To dull the pain of bullying and, even more so, a sense of being something like an alien on earth, RuPaul began turning to alcohol and drugs as early as age 10. “My solution as a kid was to try to anesthetize myself like I sensed everybody else was,” he says. His life was saved when he was invited to join his older sister Renetta and her husband when they moved to Atlanta, where he enrolled in a performing arts school and “got to meet my tribe,” whom he describes as “the irreverent ones.”
There are many misconceptions people who dress in drag — most frequently that they are transsexual. “Transsexual is, in fact, kind of the complete opposite,” RuPaul says. “Drag queens are saying, ‘Identity? Ha!’ Transsexuals are saying, ‘Identity is very serious to me and I need you to understand what my identity is.'” He continues, “For me, it was never about being a woman at all. It was always about ‘f-you’ to society. In a male-dominated culture, this is the greatest taboo you can do. This is the thing that boys are not supposed to in a male-dominated culture.” And, he adds, “It was something that I stumbled onto that I realized I could do really well and make a lot of money at it.”
RuPaul soon became a local celebrity in Atlanta through appearances in drag on cable access programs and at clubs. He moved to New York and started go-go dancing, hosting and lip-syncing songs at clubs in the East Village. “I decided to go from gender-f— style of drag into glamorama,” he recalls. “It just felt like I’d crossed a line.” In 1989, two big things happened: he was voted The Queen of Manhattan and he appeared in the “Love Shack” music video. He partnered with managers, who still are his reps today, and says, “We worked on crafting a strategy to get me above 14th Street, so to speak.”
The strategy worked. Thanks to his song “Supermodel (You Better Work),” he “hit the big time” in late 1992 and was suddenly omnipresent — a guest on Arsenio Hall’s show, a familiar face on MTV, the host of own show on VH1 and the list goes on. “We had cracked the code,” he says. “We had worked out the perfect combination to make this thing work. There had been others before me — there had been Boy George and Sylvester and Divine. But the element that I added to this thing? We took the sexuality out of it. The character that I projected was sexy, but wasn’t sexual, and that’s a huge thing, especially with Americans. Americans are afraid of sex.”
For the next several years, RuPaul’s fame only grew — no other drag queen in the world was more known inside and outside of the drag community. But, shortly before George W. Bush came to power in 2001, he “retreated for a while,” sensing “hostility” in the society. By the end of Bush’s second term, though, he was “invigorated again,” and was receptive when his managers suggested pitching him for a reality show. “Before, I was opposed to doing reality shows,” he says, finding them mean-spirited, but then he realized he could shape one that was “about the tenacity of the human spirit,” with 12 to 14 drag queens from across America competing in challenges “based on my career and the things I’ve done” for a cash prize.

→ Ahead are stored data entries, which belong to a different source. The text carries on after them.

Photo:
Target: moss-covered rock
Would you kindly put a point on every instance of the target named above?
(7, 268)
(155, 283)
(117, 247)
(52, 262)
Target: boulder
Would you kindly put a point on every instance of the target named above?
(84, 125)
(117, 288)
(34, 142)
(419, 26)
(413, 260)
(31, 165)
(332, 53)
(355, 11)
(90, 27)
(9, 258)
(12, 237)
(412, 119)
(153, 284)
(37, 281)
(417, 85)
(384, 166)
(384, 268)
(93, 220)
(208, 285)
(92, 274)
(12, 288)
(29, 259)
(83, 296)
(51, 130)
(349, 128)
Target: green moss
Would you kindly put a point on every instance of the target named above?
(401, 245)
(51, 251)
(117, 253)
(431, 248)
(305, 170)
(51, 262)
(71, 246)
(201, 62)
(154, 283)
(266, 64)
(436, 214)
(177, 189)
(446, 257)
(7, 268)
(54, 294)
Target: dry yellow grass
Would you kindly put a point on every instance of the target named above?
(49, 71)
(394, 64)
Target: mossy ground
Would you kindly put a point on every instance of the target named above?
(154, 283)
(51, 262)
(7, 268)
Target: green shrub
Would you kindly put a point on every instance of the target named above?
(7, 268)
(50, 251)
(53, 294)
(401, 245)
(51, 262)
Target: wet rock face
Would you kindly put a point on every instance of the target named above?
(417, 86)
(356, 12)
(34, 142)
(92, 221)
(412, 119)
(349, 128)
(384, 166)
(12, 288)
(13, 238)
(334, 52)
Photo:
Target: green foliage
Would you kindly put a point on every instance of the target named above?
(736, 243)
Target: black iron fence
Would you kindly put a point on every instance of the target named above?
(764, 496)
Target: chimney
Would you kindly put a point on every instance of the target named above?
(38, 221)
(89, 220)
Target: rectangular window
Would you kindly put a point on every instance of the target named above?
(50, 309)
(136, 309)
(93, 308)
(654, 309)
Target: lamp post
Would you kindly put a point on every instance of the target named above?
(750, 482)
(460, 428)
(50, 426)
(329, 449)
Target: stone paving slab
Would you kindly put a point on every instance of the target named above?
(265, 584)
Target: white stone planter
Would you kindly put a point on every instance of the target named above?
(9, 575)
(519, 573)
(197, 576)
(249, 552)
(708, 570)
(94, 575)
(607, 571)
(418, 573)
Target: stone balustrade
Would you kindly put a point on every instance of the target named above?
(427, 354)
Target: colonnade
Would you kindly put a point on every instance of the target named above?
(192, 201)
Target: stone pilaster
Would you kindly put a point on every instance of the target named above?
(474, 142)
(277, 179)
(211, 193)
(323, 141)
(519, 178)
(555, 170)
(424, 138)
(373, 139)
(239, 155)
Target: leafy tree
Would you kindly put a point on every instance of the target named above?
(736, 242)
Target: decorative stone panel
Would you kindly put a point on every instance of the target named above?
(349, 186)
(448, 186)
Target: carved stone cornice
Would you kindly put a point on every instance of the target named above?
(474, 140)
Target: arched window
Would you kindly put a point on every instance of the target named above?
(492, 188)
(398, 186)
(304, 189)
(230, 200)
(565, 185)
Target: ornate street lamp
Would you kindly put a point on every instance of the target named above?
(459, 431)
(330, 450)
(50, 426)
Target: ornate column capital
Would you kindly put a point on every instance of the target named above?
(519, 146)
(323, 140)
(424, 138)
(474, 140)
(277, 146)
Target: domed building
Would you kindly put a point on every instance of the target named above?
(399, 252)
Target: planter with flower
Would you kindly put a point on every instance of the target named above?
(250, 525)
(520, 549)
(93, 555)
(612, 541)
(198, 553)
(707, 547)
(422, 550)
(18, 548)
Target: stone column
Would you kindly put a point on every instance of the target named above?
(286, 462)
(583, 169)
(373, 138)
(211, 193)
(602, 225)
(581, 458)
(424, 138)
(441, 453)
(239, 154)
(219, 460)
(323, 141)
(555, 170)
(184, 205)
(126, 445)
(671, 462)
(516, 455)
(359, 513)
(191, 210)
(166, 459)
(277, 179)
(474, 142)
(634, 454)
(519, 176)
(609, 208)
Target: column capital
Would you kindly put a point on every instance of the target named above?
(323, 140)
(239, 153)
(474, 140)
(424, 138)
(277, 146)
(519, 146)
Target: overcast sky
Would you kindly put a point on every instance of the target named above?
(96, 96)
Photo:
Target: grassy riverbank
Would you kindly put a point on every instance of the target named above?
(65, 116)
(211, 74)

The young Logo TV network “pretty much bought the show in the room as we pitched it,” RuPaul says with a smile. And thus was born, in 2009, RuPaul’s Drag Race, which today airs across America and in 25 countries around the world. Getting choked up, he says he hopes the show offers tortured young souls, of the sort that he once was, reassurance that they are not alone — “I felt like I was the kid who had fallen to earth and I had no one. Knowing that your tribe is out there waiting for you — just hold on long enough ’til you can find them or they can find you — that’s what this show is about.” At the end of every episode, he says to the camera, “If you can’t love yourself, how in the hell are you gonna love somebody else?”
Today, RuPaul splits his time between an apartment in New York, his partner’s ranch in Wyoming — and hosting five different shows. “I like to work,” he says with a laugh. These days, he wakes up and prays, meditates, stretches and does yoga, always remaining mindful of how fortunate he has been to come through his struggles and wind up so happy and successful. Interestingly, he says he no longer loves to dress in drag — it takes hours for him to fully transform himself, between hair, makeup, corsets and all the rest — and he won’t do so for the Creative Arts Emmys. “For me, it’s a business,” he explains with a chuckle, “so you won’t see me in my drag if I’m not getting paid.” But make no mistake about it: He’s still a fierce champion of drag and the queens who dress in it, and he is somewhat “encouraged” about their future in American society. “It is getting better — but it will probably get a lot worse before it lands.”